Kentucky sues feds over right to grow hemp

Kentucky sues feds over right to grow hemp

Attorneys for the state of Kentucky are in federal court Friday afternoon attempting to have the United States government release hemp seeds imported from abroad that were intended to be used in pilot growing projects.

It became lawful to use industrial hemp in Kentucky starting in 2013, and a farm bill signed by US President Barack Obama earlier this year paved the way for states to grow the crop for research. The US Drug Enforcement Agency nevertheless seized around 250 pounds of hemp seeds shipped from Italy to the University of Kentucky earlier this month, prompting state officials to turn around and sue that agency and others.

Even though the Department of Justice has started to recognize legal hemp cultivation, a federal law enforcement official told the US News & World Report this week that importing seeds still requires the state to abide by the Controlled Substances Act.

The Courier-Journal newspaper out of Louisville, KY reported that state officials thought they would be cleared on Tuesday afternoon to get the permit that would let researchers there begin experimenting with growing the crop, which for decades had been barred in the US. According to the paper, however, state officials weren’t told of the Controlled Substances Act issue until later that evening.

“We’re doing exactly what the federal law says, and they continue to hold up our seed,” Kentucky Agriculture Commissioner James Comer told Courier-Journal reporter Gregory A. Hall. “I think they know that, and that’s why they keep stalling.”

Even US Senator Mitch McConnell (R-Kentucky), who serves as the Republican party’s minor leader within the chamber, criticized the delays by telling radio station WVLK-AM this week that federal drug enforcers aren't doing the right thing.

"This is an agency tasked with cracking down on drug abuse in Kentucky, and they're using their finite resources to impound industrial hemp seeds, which are legal, at the Louisville airport while we've got a heroin epidemic in our state," he said. "You've got misplaced priorities here. They're sitting on a legal product, seeds that we need to get into the ground fairly quickly because of planting season, while we've got this heroin epidemic going on."

“It’s ridiculous, if hemp is not being grown in the United States, how are we going to grow it without seeds?” Rep. Thomas Massie (R-Kentucky) added to US News. “You can buy a granola bar – in whichever city you’re in – with hemp seeds on it. Everything made of hemp is legal to bring into this country.”

According to the California-based Hemp Industries Association, hemp byproducts sold in the US generated $581 million last year, although the crops used for those retail items are mostly grown in China, Canada and Europe.

With the window for growing hemp in the US about to close on June 1, Comer and other officials are urgently trying to get their hands back on the seeds they believe they lawfully ordered.
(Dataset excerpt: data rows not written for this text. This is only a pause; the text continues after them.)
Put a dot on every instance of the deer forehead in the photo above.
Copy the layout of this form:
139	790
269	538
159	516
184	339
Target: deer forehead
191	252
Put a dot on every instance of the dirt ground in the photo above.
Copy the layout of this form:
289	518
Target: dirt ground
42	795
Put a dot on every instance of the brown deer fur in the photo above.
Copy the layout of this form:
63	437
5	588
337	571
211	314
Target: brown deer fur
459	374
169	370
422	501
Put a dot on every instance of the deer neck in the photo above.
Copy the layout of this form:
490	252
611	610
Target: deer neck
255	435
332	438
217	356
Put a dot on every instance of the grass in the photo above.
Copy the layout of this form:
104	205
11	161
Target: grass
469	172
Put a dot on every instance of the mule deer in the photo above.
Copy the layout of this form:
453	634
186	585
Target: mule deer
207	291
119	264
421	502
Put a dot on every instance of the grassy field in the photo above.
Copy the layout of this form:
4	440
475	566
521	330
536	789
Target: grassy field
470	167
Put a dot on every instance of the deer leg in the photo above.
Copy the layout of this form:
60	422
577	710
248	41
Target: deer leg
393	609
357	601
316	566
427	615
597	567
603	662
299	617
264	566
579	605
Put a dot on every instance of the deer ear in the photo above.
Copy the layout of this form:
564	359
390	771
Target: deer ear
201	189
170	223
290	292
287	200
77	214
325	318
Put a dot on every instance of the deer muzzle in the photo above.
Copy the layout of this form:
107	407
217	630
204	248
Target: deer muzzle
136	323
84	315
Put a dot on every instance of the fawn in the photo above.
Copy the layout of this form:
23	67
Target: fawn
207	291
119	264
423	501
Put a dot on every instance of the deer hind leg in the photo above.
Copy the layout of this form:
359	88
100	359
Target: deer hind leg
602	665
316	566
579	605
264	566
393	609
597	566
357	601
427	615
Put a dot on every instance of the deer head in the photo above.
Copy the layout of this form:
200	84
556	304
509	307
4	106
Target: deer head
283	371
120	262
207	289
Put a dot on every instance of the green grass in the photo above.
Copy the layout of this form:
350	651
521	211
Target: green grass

To expedite that process, a federal judge in Louisville is holding a last minute preliminary conference on Friday between state officials and the feds in order to determine how to move forward with a just filed lawsuit sent from the state’s Department of Agriculture to US Customs and Border Protection, the DEA, DOJ and Attorney General Eric Holder.

US District Senior Judge John G. Heyburn agreed late Thursday that he’d preside over the matter the following afternoon.
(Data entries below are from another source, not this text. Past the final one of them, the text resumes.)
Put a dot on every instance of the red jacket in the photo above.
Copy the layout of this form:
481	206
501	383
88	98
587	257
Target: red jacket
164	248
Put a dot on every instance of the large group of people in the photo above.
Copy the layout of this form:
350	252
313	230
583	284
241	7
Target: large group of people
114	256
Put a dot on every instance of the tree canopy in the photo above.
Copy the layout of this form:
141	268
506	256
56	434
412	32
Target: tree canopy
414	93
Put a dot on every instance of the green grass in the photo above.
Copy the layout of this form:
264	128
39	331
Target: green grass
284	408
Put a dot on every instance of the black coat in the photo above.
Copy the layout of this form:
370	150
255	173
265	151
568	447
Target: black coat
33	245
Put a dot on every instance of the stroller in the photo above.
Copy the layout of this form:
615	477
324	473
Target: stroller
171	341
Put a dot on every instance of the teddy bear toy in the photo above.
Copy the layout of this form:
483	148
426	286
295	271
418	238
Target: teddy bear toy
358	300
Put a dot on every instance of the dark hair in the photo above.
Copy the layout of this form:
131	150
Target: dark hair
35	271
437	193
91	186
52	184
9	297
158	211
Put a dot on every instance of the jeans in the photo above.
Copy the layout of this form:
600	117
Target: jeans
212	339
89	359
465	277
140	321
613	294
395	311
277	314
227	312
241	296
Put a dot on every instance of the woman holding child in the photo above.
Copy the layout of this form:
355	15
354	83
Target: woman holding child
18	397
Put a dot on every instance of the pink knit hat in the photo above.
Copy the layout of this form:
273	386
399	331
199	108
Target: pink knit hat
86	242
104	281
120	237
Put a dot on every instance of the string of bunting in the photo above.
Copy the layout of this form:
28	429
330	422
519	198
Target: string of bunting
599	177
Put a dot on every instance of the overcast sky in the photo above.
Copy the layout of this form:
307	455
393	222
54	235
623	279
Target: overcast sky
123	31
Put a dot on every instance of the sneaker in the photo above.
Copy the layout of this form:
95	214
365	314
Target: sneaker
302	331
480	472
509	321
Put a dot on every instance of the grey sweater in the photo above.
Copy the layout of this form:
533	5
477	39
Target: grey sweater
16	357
"We're very grateful for the opportunity to be heard so quickly," Holly VonLuehrte, a spokesperson for Comer, told Hall.

Speaking to the Los Angeles Times this week, she added that the latest showdown between Kentucky officials and the federal government may help other states interested in growing hemp from getting those endeavors off the ground.
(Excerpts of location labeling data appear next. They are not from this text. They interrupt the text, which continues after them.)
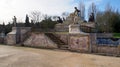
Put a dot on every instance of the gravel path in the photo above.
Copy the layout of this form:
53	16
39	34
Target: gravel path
11	56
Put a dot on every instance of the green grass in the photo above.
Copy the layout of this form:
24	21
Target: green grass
116	35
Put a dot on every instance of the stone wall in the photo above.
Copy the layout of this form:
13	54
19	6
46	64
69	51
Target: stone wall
103	48
63	36
13	38
39	40
106	49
"We just need someone to settle the law so no other state has to deal with what Kentucky has been through,” she said. “Right now, the law is whatever the DEA says it is."

“Our position is based on the well-settled principle that repeals of existing statutes by implication are not favored,” the agency fired back. “Where, as here, there is a reasonable way to harmonize the new law with the existing law so as to give effect to both, this is the preferred approach.”